Q3 of 30 Page 1

Why were the Jotedars powerful figure in many areas of rural Bengal at the end of the Eighteenth Century? Give two reasons.


The Permanent Settlement was established as a land revenue system in Bengal in 1793. According to this, the East India Company would fix the revenue that each zamindar had to pay. The estates of those who failed to pay were auctioned. Many Zamindaris were auctioned after the Permanent Settlement as the zamindars regularly failed to pay the revenue during the last half of the 18th century.


While many zamindars were facing this crisis, a class of rich peasants called the jotedars consolidated their power and position in the villages. They were most active in the regions of the Northern Bengal. They were also called gantidars or mandals. The major reasons for their rise to power are:


• By the early 19th century, the jotedars had acquired vast areas of land. When the estates of the zamindars were auctioned because of their failure to pay taxes, jotedars were mostly the purchasers. Thus they emerged as the commanding figures in the Northern Bengal.

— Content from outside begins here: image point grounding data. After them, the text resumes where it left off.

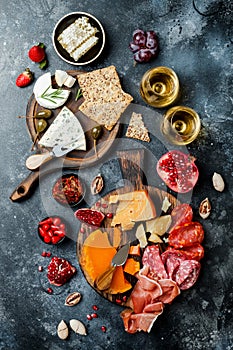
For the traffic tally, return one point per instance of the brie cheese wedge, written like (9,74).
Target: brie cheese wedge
(65,130)
(46,96)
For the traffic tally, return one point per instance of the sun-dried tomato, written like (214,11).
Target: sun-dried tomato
(181,214)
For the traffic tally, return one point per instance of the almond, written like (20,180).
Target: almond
(78,327)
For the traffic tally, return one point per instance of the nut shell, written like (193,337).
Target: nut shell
(97,184)
(218,182)
(62,330)
(73,299)
(205,208)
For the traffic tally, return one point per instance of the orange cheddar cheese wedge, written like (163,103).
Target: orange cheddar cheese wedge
(96,254)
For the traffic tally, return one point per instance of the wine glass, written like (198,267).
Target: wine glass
(159,87)
(181,125)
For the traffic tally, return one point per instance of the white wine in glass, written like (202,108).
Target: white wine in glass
(159,87)
(181,125)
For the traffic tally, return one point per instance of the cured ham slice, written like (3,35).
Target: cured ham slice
(147,301)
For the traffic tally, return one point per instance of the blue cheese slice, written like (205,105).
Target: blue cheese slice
(65,130)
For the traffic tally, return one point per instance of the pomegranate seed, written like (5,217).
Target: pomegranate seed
(49,290)
(103,329)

• They controlled local trade and moneylending, thus exercising huge power and authority over the poorer cultivators. They mostly practised sharecropping. Under this, their land was leased to sharecroppers who brought their own equipment, worked in the field, and handed over half the produce to the jotedars after the harvest. Thus they were able to control the peasants.


• The jotedars were housed in the villages itself and had direct control over the villagers. They resisted the efforts of zamindars to increase the jama of the village, prevented zamindari officials from performing their duties, organised ryots and deliberately delayed payments of revenue to the zamindars.